Le départ des Morisques après leurs révoltes de Grenade
Noël 1568
Musée du Prado
La révolte des Morisques de Grenade Noël 1568 l'échec de la cohabitation de l'islam et la chrétienté dans l'Europe moderne du XVI éme siècle à nos jours
La prise de Grenade par Isabelle de Castille et Ferdinand d’Aragon en 1492 fut loin d’avoir réglé définitivement la question de la coexistence des populations chrétiennes et des communautés musulmanes qui, après environ 800 ans de présence dans la péninsule ibérique, subsistaient encore dans cette région. De fait les Morisques, descendants des Maures, musulmans espagnols convertis par force au catholicisme (1502-1611) étaient devenus sujets de « Sa Majesté très Catholique » le souverain d’Espagne mais la question religieuse n’avait été traitée qu’en partie.
Quelle avait été la sincérité de leur conversion au christianisme ? Surtout dans un espace méditerranéen où Soliman le Magnifique « Commandeur des Croyants » a repris le flambeau de la Guerre Sainte ?
Ainsi dès la Noël 1568 les événements vont- ils se précipiter et, ce qui à l’origine n’avait été qu’un soulèvement dont le cœur de la rébellion est Grenade et où il faut sévir : on décide d'expulser les Morisques en 1569 : plusieurs milliers de personnes sont déplacées sous escorte mais l'affaire, ne va pas tarder à se transformer en guerre ouverte.
L’Armada de Soliman le Magnifique – la plus puissante du XVI° siècle, dit-on - interviendra-t-elle pour secourir ceux qu’il nomme lui-même « ses frères en islam » ?

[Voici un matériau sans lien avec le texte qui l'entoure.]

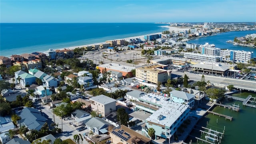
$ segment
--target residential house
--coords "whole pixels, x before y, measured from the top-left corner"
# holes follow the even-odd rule
[[[4,56],[0,56],[0,65],[4,64],[6,68],[12,66],[12,60],[10,58]]]
[[[52,60],[55,60],[56,58],[56,51],[53,50],[52,49],[49,49],[49,50],[44,52],[44,53],[46,54],[49,61]]]
[[[146,144],[151,139],[122,125],[109,131],[111,142],[114,144]]]
[[[173,101],[180,104],[186,104],[190,108],[194,107],[195,95],[176,90],[172,91],[170,94]]]
[[[0,134],[0,141],[3,144],[6,144],[11,140],[11,137],[8,135],[8,132],[4,132]]]
[[[71,114],[71,118],[78,122],[77,125],[80,126],[87,122],[92,118],[92,116],[84,110],[77,109]]]
[[[46,100],[46,98],[47,100]],[[44,96],[41,99],[42,102],[44,104],[46,104],[48,102],[52,102],[52,95],[47,95],[47,96]]]
[[[28,62],[29,61],[34,60],[36,59],[36,56],[34,55],[31,54],[23,54],[20,55],[23,56],[24,61]]]
[[[84,100],[81,98],[78,98],[77,99],[74,100],[72,101],[72,103],[74,103],[76,102],[80,102],[83,104],[83,105],[82,106],[82,109],[86,108],[91,108],[91,101],[88,99]]]
[[[68,76],[64,76],[64,78],[65,78],[65,80],[66,82],[68,82],[68,80],[70,80],[70,81],[73,81],[73,78],[76,78],[76,79],[78,79],[78,76],[75,75],[73,74],[70,74]]]
[[[117,82],[122,79],[122,74],[121,72],[110,70],[108,70],[107,72],[110,73],[109,78],[111,82]]]
[[[25,73],[20,75],[20,84],[25,87],[26,85],[30,85],[36,82],[36,77],[31,74]]]
[[[56,140],[56,138],[52,134],[50,134],[37,139],[33,141],[33,142],[34,142],[35,144],[37,144],[39,142],[42,142],[44,140],[46,141],[50,140],[50,144],[53,144],[55,140]]]
[[[92,97],[90,100],[92,110],[102,116],[106,116],[116,110],[116,100],[103,94]]]
[[[47,59],[46,54],[42,52],[34,52],[32,53],[31,54],[34,55],[36,57],[36,58],[41,60],[42,62],[44,62],[45,60]]]
[[[78,78],[78,83],[83,85],[85,88],[88,88],[94,85],[92,78],[89,76],[80,77]]]
[[[96,134],[104,134],[108,132],[108,128],[111,124],[102,118],[94,117],[86,124],[88,130],[92,131]]]
[[[47,94],[47,96],[50,96],[52,94],[52,92],[48,88],[46,87],[46,93],[45,86],[40,86],[36,88],[36,91],[34,92],[35,94],[37,94],[40,97],[44,97]]]
[[[76,92],[75,94],[72,94],[71,92],[67,92],[66,93],[67,94],[70,96],[70,100],[74,100],[77,99],[78,98],[82,98],[83,96],[80,95],[78,92]]]
[[[130,86],[133,82],[133,80],[135,79],[135,78],[129,78],[124,79],[120,81],[120,83],[123,86]]]
[[[47,121],[40,112],[34,108],[24,108],[16,114],[21,118],[19,126],[25,126],[29,130],[39,131]]]
[[[30,142],[28,140],[24,140],[21,138],[14,138],[6,144],[30,144]]]
[[[58,94],[59,94],[61,91],[66,90],[66,89],[67,87],[66,86],[54,88],[55,92]]]
[[[58,86],[57,80],[53,76],[48,75],[44,77],[43,83],[49,88],[56,88]]]
[[[15,128],[9,116],[0,116],[0,134]]]
[[[11,56],[11,60],[12,62],[22,62],[24,60],[23,56],[17,54],[13,54]]]

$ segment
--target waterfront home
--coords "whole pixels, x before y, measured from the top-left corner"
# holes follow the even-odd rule
[[[20,84],[23,86],[30,85],[36,82],[36,77],[26,72],[19,76],[20,78]]]
[[[4,56],[0,56],[0,65],[4,64],[6,68],[12,66],[12,60],[10,58]]]
[[[114,144],[150,144],[151,140],[133,130],[122,125],[109,130],[111,142]]]
[[[26,107],[16,114],[21,119],[18,124],[20,127],[25,126],[29,130],[40,130],[47,119],[41,112],[34,108]]]
[[[184,92],[173,90],[170,92],[172,100],[180,104],[186,104],[192,108],[194,106],[195,95]]]
[[[98,135],[108,132],[108,126],[112,125],[109,122],[98,117],[91,118],[85,124],[89,130],[92,130],[95,134]]]
[[[6,144],[30,144],[30,142],[28,140],[24,140],[21,138],[14,138],[9,142],[6,143]]]
[[[14,124],[8,116],[0,116],[0,133],[8,132],[15,128]]]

Rien n'est moins sûr car le sultan est occupé à Chypre et les barbaresques se contentent d'engranger des bénéfices. Révoltes après révoltes dans la province où les Morisques ont été déplacés, les Espagnols décident de pratiquer à grande échelle ce qui avait été choisi pour Grenade l'expulsion de tous les Morisques de la province.
Cette solution n'a eu pour effet que de déplacer le problème ailleurs et la méfiance va croitre là où les Morisques ont été déplacés. La désunion de ces deniers et de leurs chefs font qu'après 1570 il n'y eut plus de révoltes locales mais l'on craignait toujours ces populations déplacées et dès 1582 est née l'idée de les expulser définitivement de toute l'Espagne. Un moment rejetée l'idée est admise par Phippe III en 1608 et l'affaire s'est déroulée entre 1609 et 1614.
Cet épisode de l’histoire espagnole nous démontre quelle est la fragilité d’une société qui n’a pas eu la précaution de séparer la sphère religieuse – éminemment personnelle – et la sphère politique qui est du domaine de l’Etat. Cette absence de distingo (apporté par les Lumières et la révolution française) ne pouvait que conduire à la crise dont le xvi° siècle fut le théâtre privilégié. Il convient de préciser ici que le concept de « laïcité » (dévoyée parfois sous la forme cryptoidéologique du « laïcisme ») ne vit le jour et son application dans les faits que sous la III° République selon des modalités qui sont encore loin d’avoir apporté une réponse satisfaisante et globale à cette question.